- Author: Ken H. Harrison
- Current status/schedule: Terminated.
- Launch date: January 12, 2002; 24 years ago
- End date: 2008; 18 years ago
- Genre(s): Humor comics, Celebrity comics

= Robbie Rebel =

British comic strip

Robbie Rebel was a British celebrity comics gag-a-day comic strip, which premiered in The Beano comic in issue 3104, dated 12 January 2002. Based extensively on Robbie Williams, who at that time was very popular, his creators aimed to make him the Dennis the Menace of the 21st Century: his adventures are set in a contemporary world of mobile phones, computers and music videos.

==Concept==

His first appearance showed him being born 'seven years ago', and being smacked on the bottom by the nurse to start his breathing. Instead of crying, he giggles. This sets the tone of the strip: Robbie is a rebel who does nothing he is told (although he occasionally does as he's told if he can make a job hard for his parents or anyone else, for instance scrapping a whole kitchen for a compost heap, when his dad told him to find scraps in the kitchen for the heap). His appearance was a breath of fresh air to The Beano: he sported long jeans, school shoes and a T-shirt, usually with an animal motif on it giving the wrong sound for the animal (so the silhouette of a Duck going 'moo' etc.) and has "No way" written on the back of all of them. A second strip in the same issue as his debut introduced his dog, Defido, who, like his Master, is a rebel. Robbie's parents are shown to be relatively young and trendy, particularly his pretty blonde mother.

Robbie has had two girls going after him, both competing to make him their boyfriend. They are called Kylie Geriwall and Geri Minogue (a mix-up from the singers Geri Halliwell and Kylie Minogue) and Kylie won (eventually, seeing as he always rejected them). In the later reprints, Geri was renamed Cheryl. More recent strips saw Kylie become a rival to Robbie, and they no longer seemed to be in a relationship.
It is one of the few instances where a Beano character seemed to fancy a girl. Other examples include Fred in Tom Paterson's Fred's Bed who fancies Hannah Montana.

Robbie is drawn by Desperate Dan artist Ken H. Harrison, and his clean drawing style immediately cemented the strips'popularity. Because of Ken's continuing work on Desperate Dan, Robbie did not initially appear as regularly as other characters such as Roger the Dodger or Billy Whizz. With Desperate Dan's revamp when the Dandy got a facelift in September 2004, both were drawn in the same style (as opposed to the 'old' Desperate Dan where Ken drew things more detailed). Following the decision to stop running new Desperate Dan strips in mid-2007, Harrison was able to concentrate entirely on Robbie, who was now able to appear on a weekly basis.

In the Beano Christmas special 2007, Robbie Rebel had a joint strip with The Riot Squad.
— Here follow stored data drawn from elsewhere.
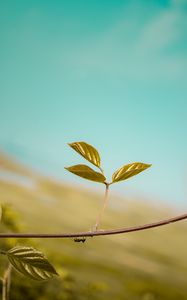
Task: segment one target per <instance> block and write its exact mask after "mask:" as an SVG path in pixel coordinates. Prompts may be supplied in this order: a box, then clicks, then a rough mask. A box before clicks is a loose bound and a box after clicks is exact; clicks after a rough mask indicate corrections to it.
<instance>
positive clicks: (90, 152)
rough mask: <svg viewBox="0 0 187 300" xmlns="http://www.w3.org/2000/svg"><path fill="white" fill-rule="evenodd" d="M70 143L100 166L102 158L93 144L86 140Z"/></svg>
mask: <svg viewBox="0 0 187 300" xmlns="http://www.w3.org/2000/svg"><path fill="white" fill-rule="evenodd" d="M68 145H69V146H70V147H71V148H73V149H74V150H75V151H76V152H78V153H79V154H80V155H82V156H83V157H84V158H85V159H86V160H88V161H89V162H91V163H92V164H93V165H95V166H96V167H100V163H101V159H100V156H99V153H98V151H97V150H96V149H95V148H94V147H93V146H92V145H89V144H87V143H85V142H75V143H70V144H68Z"/></svg>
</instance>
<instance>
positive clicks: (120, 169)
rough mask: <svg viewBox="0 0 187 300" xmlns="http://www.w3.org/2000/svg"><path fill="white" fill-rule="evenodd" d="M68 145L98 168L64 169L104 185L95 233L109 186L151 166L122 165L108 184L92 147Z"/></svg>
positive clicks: (79, 144)
mask: <svg viewBox="0 0 187 300" xmlns="http://www.w3.org/2000/svg"><path fill="white" fill-rule="evenodd" d="M68 145H69V146H70V147H71V148H72V149H74V150H75V151H76V152H78V153H79V154H80V155H81V156H83V157H84V158H85V159H86V160H87V161H89V162H90V163H91V164H93V165H94V166H95V167H96V168H98V169H99V172H97V171H95V170H94V169H92V168H90V167H89V166H87V165H84V164H79V165H74V166H71V167H66V168H65V169H66V170H68V171H69V172H71V173H73V174H75V175H77V176H80V177H82V178H85V179H88V180H92V181H95V182H99V183H102V184H104V185H105V196H104V203H103V207H102V209H101V211H100V213H99V215H98V217H97V220H96V223H95V225H94V227H93V231H95V230H98V228H99V225H100V222H101V218H102V215H103V213H104V210H105V208H106V206H107V202H108V192H109V186H110V185H112V184H114V183H117V182H119V181H122V180H126V179H128V178H130V177H132V176H135V175H137V174H139V173H140V172H142V171H144V170H146V169H147V168H149V167H150V166H151V164H145V163H142V162H133V163H130V164H127V165H124V166H123V167H121V168H120V169H118V170H117V171H115V172H114V174H113V175H112V180H111V181H109V182H108V181H107V180H106V177H105V174H104V171H103V168H101V158H100V155H99V152H98V151H97V150H96V149H95V148H94V147H93V146H92V145H90V144H87V143H85V142H74V143H69V144H68Z"/></svg>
In February 2008, Robbie Rebel left The Beano after 6 years. It has been hinted that Robbie had a terrible accident when he crashed into a tree in his last comic appearance. The strip ended so that Harrison could take over Minnie the Minx. However, in the 25 September 2010 issue, there has been a reprint of the strip. Then, since the issue dated 13 November 2010, he started to appear regularly as a reprint for several months.